How Can Africa Help?
Those strategic interests are no secret: lack of labor power, lack of control over supply chain, or control over access to processed critical raw materials. First, population: Germany needs people. Two million job positions are currently open. 53 percent of German companies have job openings they cannot fill. This is a huge problem for a country whose might come from its industry. There are currently clumsy moves to source labor from other parts of the world, African countries included. However, the assumption that skilled Africans would choose to migrate to Germany has proven to be unfounded. A recent OECD study shows that Germany is not in the top ten of countries attractive for labor migration. Germany’s finance minister, Christian Lindner, had this message driven home to him at the University of Ghana when, to his surprise, only a tiny number of students there indicated that they considered working in Germany an option. One would expect that a strategy for how to attract labor from the world’s youngest continent would be at the top of the agenda.
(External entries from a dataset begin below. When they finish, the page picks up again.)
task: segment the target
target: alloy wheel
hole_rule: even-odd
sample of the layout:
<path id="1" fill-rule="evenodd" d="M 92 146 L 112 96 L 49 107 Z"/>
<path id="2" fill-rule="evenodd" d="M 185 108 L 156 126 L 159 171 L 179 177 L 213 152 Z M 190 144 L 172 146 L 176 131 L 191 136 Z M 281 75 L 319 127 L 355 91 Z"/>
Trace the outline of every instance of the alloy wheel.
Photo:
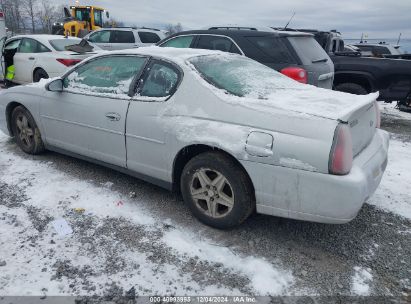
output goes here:
<path id="1" fill-rule="evenodd" d="M 214 169 L 197 170 L 190 183 L 197 208 L 212 218 L 228 215 L 234 206 L 234 191 L 227 178 Z"/>
<path id="2" fill-rule="evenodd" d="M 17 136 L 26 148 L 30 148 L 34 142 L 34 129 L 30 125 L 26 115 L 19 114 L 16 119 Z"/>

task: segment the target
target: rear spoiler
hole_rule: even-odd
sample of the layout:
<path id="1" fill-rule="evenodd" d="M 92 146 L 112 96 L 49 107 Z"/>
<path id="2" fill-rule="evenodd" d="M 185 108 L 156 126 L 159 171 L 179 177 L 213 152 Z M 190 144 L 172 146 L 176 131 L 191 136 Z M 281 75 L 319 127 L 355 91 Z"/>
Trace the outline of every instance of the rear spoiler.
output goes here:
<path id="1" fill-rule="evenodd" d="M 68 45 L 65 49 L 78 54 L 89 53 L 94 50 L 94 48 L 85 39 L 81 40 L 79 44 Z"/>

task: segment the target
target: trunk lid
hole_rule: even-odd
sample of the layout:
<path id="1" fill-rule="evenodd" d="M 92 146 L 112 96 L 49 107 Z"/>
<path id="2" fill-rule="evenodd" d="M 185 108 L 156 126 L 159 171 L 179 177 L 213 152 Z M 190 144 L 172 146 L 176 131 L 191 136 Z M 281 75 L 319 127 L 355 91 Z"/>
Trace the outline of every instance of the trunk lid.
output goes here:
<path id="1" fill-rule="evenodd" d="M 346 123 L 350 127 L 353 155 L 371 142 L 377 125 L 378 93 L 353 95 L 306 86 L 295 91 L 278 90 L 266 100 L 253 100 L 256 108 L 279 108 Z M 251 103 L 251 100 L 249 100 Z"/>

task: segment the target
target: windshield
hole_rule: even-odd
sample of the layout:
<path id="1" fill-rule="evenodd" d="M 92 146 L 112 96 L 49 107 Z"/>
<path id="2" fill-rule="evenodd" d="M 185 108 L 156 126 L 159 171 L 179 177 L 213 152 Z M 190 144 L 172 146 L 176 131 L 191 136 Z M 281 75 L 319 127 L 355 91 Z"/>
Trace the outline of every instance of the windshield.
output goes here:
<path id="1" fill-rule="evenodd" d="M 304 64 L 328 61 L 328 55 L 314 37 L 288 37 Z"/>
<path id="2" fill-rule="evenodd" d="M 94 9 L 94 24 L 103 27 L 102 11 Z"/>
<path id="3" fill-rule="evenodd" d="M 66 46 L 79 44 L 81 39 L 53 39 L 49 40 L 51 46 L 58 52 L 62 52 L 66 50 Z"/>
<path id="4" fill-rule="evenodd" d="M 276 89 L 300 84 L 254 60 L 237 55 L 206 55 L 188 60 L 213 86 L 240 97 L 265 98 Z"/>

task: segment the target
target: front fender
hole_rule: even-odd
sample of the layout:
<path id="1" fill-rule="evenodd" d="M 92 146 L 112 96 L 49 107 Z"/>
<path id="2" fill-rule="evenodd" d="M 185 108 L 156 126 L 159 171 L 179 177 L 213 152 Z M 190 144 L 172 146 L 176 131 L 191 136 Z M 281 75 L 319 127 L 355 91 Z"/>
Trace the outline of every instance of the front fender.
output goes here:
<path id="1" fill-rule="evenodd" d="M 0 126 L 5 134 L 12 136 L 9 118 L 13 108 L 18 105 L 22 105 L 30 112 L 40 129 L 40 133 L 44 134 L 39 107 L 43 90 L 43 86 L 28 85 L 13 87 L 2 92 L 0 95 Z"/>

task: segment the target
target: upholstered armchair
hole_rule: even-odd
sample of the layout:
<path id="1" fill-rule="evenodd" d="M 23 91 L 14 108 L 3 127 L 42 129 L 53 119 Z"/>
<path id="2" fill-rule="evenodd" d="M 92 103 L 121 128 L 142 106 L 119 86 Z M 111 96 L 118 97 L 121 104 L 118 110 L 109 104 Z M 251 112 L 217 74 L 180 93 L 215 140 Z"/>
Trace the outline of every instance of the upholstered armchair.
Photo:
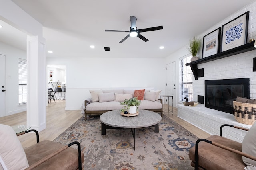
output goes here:
<path id="1" fill-rule="evenodd" d="M 38 133 L 35 130 L 17 135 L 30 132 L 36 134 L 37 143 L 23 149 L 12 128 L 0 124 L 0 170 L 82 169 L 84 154 L 79 142 L 67 145 L 48 140 L 39 142 Z M 77 149 L 70 147 L 74 144 Z"/>
<path id="2" fill-rule="evenodd" d="M 222 128 L 225 126 L 248 131 L 242 143 L 222 137 Z M 222 125 L 220 136 L 197 140 L 189 150 L 189 158 L 195 170 L 256 170 L 256 124 L 250 130 L 230 125 Z"/>

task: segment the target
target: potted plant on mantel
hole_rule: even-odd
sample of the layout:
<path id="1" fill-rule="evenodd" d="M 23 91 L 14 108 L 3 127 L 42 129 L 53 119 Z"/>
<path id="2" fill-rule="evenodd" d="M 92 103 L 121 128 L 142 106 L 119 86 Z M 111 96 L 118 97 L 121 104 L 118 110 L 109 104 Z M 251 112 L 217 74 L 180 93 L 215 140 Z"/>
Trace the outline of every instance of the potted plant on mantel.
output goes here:
<path id="1" fill-rule="evenodd" d="M 201 39 L 195 37 L 189 41 L 188 50 L 193 56 L 191 58 L 191 62 L 197 60 L 199 58 L 196 55 L 201 48 Z"/>
<path id="2" fill-rule="evenodd" d="M 124 102 L 121 102 L 120 104 L 124 105 L 121 111 L 128 111 L 129 114 L 135 114 L 137 113 L 138 107 L 140 104 L 140 100 L 138 98 L 134 97 L 129 99 L 125 99 Z"/>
Access to processed critical raw materials is important for a country whose industry needs them, as is supply chain concentration in critical sectors. Think of the fact that hardly any German or European country manufactures solar panels, wind turbines, or microchips. It does not appear that these industries will return to Germany anytime soon. For processed minerals, Germany’s – and Europe’s – overdependence on single sources is well documented. By some estimates, Germany depends on foreign supplies for 21 of 27 critical raw materials. Geopolitical concerns mean that nearshoring is becoming a viable strategy. Many African countries have these critical raw materials and are looking to industrialize based on them. It is not hard to imagine a German raw materials strategy that invests long-term in Africa as a processor of critical materials. The same applies for a German photovoltaic strategy that could prioritize processing polysilicon and manufacturing of solar cells in Africa.
And then there’s energy. Germany has replaced dependency on Russia with dependency on other gas supplying countries, such as Norway; and has signed a 15-year agreement with Qatar. Yet Senegal and Nigeria, two countries looking to Germany for investment in the gas sector, receive little to no consideration. There is also the digital sector, where Germany must ensure that it does not become a victim of the US-China techno-geopolitical tussle. Developing a strategy that links with African countries’ unique position and priorities should be high on the agenda.
The BMZ’s strategy is that of a ministry whose mandate is to go out into the world and help. A forward-looking, development cooperation strategy needs to be respectful and non-condescending. The strategy manages to do both, striking a progressive tone. It is however just the strategy of one ministry, representing one facet of Germany’s foreign policy, and needs to be seen as such. Unfortunately, because Germany does not have a comprehensive, overarching Africa strategy, it is seen as the strategy of the entire German government. The Scholz administration should thus be wary of the fact that the world, and especially African countries, could perceive this as a reductionist and one-sided attitude towards the continent.
Dr. Olumide Abimbola is executive director of APRI - Africa Policy Research Institute, a Berlin-based think tank. Previously, he worked at the African Development Bank on trade and regional integration, and at GIZ on natural resource governance." APRI and the Robert Bosch Stiftung collaborate within the framework of a strategic partnership.